Icy Birth? Amino acids form in simulations of space ice

In another step toward understanding the origin of Earth’s biological molecules, two independent laboratory experiments have produced amino acids–the building blocks of proteins–by simulating conditions in icy, interstellar space.

COMET DUST. Scaled-up plastic model, about 15 centimeters wide, represents interstellar dust particles in a piece of a comet. Raymond and Beverly Sackler Laboratory for Astrophysics at Leiden Observatory, The Netherlands

The results, published in the March 28 Nature, suggest that some amino acids could have formed in giant clouds of icy particles and then hitched rides on comets and asteroids to planets throughout the universe, says Max Bernstein of NASA’s Ames Research Center in Mountain View, Calif.

In the search for precursors to life on Earth, various researchers have created amino acids and other organic molecules in lab experiments that simulate specific environments, such as those on early Earth or asteroids.

Researchers have also speculated that amino acids might form on interstellar ice particles that are exposed to ultraviolet light, yet until now, no one had shown that this could actually happen, says Bernstein.

“I think it’s a really exciting justification of the notion that these building blocks can come from outer space,” comments Jennifer Blank of the Lawrence Livermore National Laboratory in California (SN: 5/19/01, p. 317: Cosmic Chemistry Gets Creative).

In each of the new experiments, performed at very low temperatures and pressures, scientists chose small molecules found in space and deposited them on a surface while irradiating them with ultraviolet light. Bernstein and his colleagues made an icy layer of water, methanol, ammonia, and hydrogen cyanide. The other team, which includes scientists from four European institutions, used less water than the NASA team did. It also included carbon monoxide and carbon dioxide in its mix but no hydrogen cyanide.

After warming the samples to room temperature, the NASA group detected three amino acids: glycine, alanine, and serine. The European group identified 16 amino acids, including 6 that appear in life’s proteins.

Uwe Meierhenrich of Bremen University in Germany says the creation of amino acids in the European group’s experiment was a surprise. The team had been preparing interplanetary ice samples to test equipment for the upcoming Rosetta space probe, which will analyze a comet’s chemistry.

To rule out contamination by natural amino acids, both research teams used a heavy isotope of carbon in their initial chemicals and found that same isotope in the final amino acids. Moreover, some amino acids have both a left- and a right-handed form, but living organisms contain almost exclusively the left-handed variety. So, most amino acids on Earth are in that form. The researchers produced a 50-50 mix of left-handed and right-handed forms in their samples, a confirmation that the amino acids derived from the experiment.

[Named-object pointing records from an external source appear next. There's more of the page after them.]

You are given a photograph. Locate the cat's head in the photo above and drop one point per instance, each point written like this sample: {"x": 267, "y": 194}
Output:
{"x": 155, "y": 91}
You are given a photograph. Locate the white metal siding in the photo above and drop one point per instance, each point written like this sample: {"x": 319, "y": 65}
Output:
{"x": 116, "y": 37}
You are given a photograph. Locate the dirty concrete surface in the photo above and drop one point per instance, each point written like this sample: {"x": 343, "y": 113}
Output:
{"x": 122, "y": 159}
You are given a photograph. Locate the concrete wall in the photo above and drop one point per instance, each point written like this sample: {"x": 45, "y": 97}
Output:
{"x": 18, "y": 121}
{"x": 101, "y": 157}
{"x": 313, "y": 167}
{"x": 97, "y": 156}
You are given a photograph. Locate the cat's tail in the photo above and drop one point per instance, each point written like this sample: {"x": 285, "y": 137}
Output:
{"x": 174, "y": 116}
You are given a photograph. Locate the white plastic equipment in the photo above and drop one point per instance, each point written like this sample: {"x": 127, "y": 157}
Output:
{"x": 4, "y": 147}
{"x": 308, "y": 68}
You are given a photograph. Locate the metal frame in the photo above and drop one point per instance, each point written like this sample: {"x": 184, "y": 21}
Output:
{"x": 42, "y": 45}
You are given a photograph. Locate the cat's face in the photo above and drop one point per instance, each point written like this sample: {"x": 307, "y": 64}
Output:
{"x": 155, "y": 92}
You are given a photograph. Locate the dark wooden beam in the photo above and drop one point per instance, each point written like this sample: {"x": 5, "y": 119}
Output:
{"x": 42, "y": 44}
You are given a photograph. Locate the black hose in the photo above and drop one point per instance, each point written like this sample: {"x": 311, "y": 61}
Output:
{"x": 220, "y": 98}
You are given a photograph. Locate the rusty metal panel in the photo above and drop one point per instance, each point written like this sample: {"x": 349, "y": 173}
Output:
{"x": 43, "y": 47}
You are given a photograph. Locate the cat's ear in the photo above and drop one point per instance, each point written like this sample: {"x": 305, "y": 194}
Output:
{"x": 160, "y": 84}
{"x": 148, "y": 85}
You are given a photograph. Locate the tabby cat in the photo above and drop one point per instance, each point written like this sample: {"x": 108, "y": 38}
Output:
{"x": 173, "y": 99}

These studies may help explain how some amino acids formed initially, but they do not indicate why life incorporates only left-handed amino acids. One popular theory is that certain naturally occurring forms of UV radiation, called circularly polarized light, preferentially produce left-handed varieties in interstellar space. By running their experiments again with such UV light, the NASA group is now pursuing this possibility, says Bernstein.

Blank says that another question is, How long can such amino acids survive in their icy birthplaces?

“Really rich, robust chemistry taking place in the cosmos” contributes to making the molecules necessary for life, says Jeffrey Bada of the University of California at San Diego. He notes that interstellar ice chemistry is just one of many processes–including chemical reactions on asteroids or the early Earth–that could form amino acids.